The short-term funding bill passed by Congress in January to re-open the government contains two employee benefits–related provisions that are of interest to employers. The bill delays the tax on high-cost health plans (the “Cadillac Tax”) until 2022, and it suspends the Health Insurance Tax (HIT) (paid by health insurance companies) for 2019.

The Cadillac Tax

The Affordable Care Act (ACA) created a new excise tax applicable to high-cost health plans, commonly called the Cadillac Tax. Employers who sponsor health plans that have an annual cost that exceed an amount defined by the law will pay a 40% tax on the excess plan costs. The tax was originally scheduled to take effect in 2018, but in 2016 Congress delayed the tax until 2020. The government funding bill passed by Congress delays the tax an additional two years, to 2022.

The Health Insurance Tax

The ACA also includes a tax that is imposed on health insurance carriers, which obviously has an impact on the insurance rates paid by employers. The HIT will be imposed on carriers for 2018, but the legislation just passed by Congress suspends the tax for 2019.

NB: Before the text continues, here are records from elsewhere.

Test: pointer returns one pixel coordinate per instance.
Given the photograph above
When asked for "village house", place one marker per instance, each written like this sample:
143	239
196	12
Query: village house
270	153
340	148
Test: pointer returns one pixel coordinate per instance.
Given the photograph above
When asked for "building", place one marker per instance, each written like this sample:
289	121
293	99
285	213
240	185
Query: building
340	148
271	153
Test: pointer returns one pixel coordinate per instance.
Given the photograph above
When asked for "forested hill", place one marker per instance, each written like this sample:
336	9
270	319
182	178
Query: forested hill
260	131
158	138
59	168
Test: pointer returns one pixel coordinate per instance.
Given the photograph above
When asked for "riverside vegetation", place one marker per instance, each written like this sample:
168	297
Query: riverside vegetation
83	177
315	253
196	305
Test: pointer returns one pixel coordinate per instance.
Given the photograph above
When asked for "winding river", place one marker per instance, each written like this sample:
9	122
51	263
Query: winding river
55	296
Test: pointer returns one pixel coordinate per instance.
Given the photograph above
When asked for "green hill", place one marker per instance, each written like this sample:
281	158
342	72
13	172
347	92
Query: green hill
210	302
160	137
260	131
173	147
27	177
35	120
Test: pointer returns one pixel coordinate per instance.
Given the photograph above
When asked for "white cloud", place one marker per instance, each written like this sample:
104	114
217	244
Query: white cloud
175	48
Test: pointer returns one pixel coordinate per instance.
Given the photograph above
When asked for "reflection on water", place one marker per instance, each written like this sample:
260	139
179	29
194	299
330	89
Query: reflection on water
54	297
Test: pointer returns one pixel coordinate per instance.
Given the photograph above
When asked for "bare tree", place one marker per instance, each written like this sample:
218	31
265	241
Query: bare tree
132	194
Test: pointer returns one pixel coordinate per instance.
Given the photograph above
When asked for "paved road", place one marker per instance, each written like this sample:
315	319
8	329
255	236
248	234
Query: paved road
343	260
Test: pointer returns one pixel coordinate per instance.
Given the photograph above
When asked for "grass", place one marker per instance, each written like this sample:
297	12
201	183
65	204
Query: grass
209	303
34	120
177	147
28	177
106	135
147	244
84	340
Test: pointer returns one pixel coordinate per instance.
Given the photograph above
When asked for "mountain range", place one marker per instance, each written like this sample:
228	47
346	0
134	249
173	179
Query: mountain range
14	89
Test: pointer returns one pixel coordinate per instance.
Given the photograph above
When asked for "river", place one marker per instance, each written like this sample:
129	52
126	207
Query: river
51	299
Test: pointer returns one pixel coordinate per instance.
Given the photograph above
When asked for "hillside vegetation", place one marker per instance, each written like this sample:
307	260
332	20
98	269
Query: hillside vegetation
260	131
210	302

The insurance industry estimates that the HIT adds between 1.5% and 3% to fully insured health plan premiums.  However, the tax paid by any particular carrier is based on a complex formula that takes into account the size of the carrier, its market share, and other factors, so there is no way to know exactly how much tax each carrier will pay. Carriers take different approaches to communicating the HIT to employers. Some provide an estimate of the amount of tax they expect to pay and present that as a separate line item in the group insurance bill. Others simply treat the HIT as part of their administrative expenses, as they would with any other corporate tax liability. In any case, the suspension of the tax for 2019 will have a positive impact on the carriers’ overall costs, which should be reflected in the rates charged to employers after 2018.